Scientists have discovered a huge water deposit on Mars. Large enough that future explorers can potentially use it. 345-million miles away on the Red Planet awaits delicious water. Guarded by invisible Martians, obvi.
The European Space Agency’ Mars Express spacecraft has discovered “large volumes of water ice” hiding only 65 feet underground the red planet’s surface, in the Phlegra Montes mountain range. It could be used by future human explorers.
ESA claims that the images show lobate debris aprons that have been moved down the mountain slopes over time, just like the debris covering glaciers on Earth. According to the ESA, their finding is backed up by NASA’s Mars Reconnaissance Orbiter radar data, which “shows that lobate debris aprons are indeed strongly associated with the presence of water, perhaps only 20 meters underground.”
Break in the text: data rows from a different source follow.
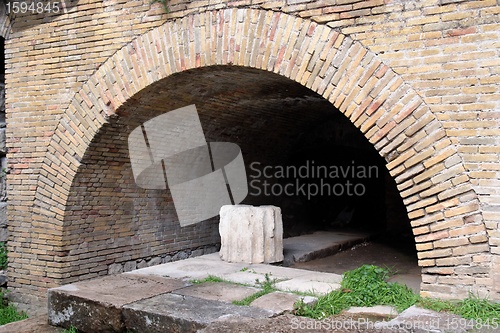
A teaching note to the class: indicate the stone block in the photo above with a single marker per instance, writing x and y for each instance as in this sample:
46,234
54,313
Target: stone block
251,234
3,148
96,305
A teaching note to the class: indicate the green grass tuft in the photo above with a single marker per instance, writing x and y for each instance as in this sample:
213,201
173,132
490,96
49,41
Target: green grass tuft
8,312
368,286
364,286
267,287
210,278
3,256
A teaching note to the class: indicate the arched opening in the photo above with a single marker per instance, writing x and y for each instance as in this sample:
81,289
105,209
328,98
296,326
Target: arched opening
279,125
423,161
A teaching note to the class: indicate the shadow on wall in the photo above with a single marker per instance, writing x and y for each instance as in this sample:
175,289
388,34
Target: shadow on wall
3,148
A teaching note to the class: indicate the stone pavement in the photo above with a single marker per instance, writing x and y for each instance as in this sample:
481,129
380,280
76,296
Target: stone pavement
166,298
The Phlegra Montes is a smooth system of “gently curving” mountain and ridges. Planetary geologists believe that it was formed by tectonic forcers, not volcanic activity. Some of the shaping of those ridges were created by the compression of snow deposited in ancient craters. ESa believes that “over time, the snow compacted to form glaciers which then sculpted the crater floors.”
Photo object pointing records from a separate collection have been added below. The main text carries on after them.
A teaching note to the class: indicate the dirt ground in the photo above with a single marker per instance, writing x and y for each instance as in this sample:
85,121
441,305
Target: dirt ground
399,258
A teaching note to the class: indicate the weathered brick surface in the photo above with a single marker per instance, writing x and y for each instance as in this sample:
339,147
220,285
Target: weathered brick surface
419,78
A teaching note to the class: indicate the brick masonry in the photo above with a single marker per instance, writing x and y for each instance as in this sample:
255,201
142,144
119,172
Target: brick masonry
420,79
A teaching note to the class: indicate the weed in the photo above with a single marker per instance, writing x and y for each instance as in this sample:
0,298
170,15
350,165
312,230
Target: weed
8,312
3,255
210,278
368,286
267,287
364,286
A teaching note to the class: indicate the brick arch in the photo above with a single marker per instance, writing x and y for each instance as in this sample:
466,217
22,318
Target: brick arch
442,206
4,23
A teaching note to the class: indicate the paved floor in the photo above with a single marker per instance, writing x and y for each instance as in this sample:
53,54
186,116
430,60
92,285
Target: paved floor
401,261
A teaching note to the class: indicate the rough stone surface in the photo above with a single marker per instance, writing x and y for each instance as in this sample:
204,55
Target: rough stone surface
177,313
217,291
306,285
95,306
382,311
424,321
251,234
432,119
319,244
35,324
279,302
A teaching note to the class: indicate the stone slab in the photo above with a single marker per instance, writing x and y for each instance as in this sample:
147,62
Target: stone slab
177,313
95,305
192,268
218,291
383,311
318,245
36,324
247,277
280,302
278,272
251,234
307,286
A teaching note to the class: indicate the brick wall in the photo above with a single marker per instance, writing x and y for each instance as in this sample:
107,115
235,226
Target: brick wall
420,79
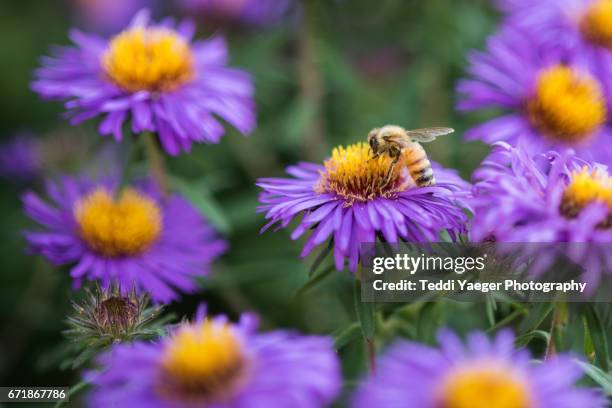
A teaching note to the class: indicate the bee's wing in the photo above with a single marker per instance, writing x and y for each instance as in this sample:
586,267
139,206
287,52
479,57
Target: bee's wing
428,134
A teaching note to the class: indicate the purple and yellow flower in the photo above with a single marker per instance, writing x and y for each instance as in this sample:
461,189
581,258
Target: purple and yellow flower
256,13
550,198
580,26
214,363
550,99
480,374
155,75
129,237
351,200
According to ESA, everything points out at the presence of large underground glaciers in this mountain range. They believe that, if confirmed, this water could be used in future human missions.
This is excellent news for the exploration and colonization of our neighbor, as water would be one of the crucial elements to keep the bases and colonies alive.
Sign me up for the colony, yo! I’ll chug Martian water and populate the next society.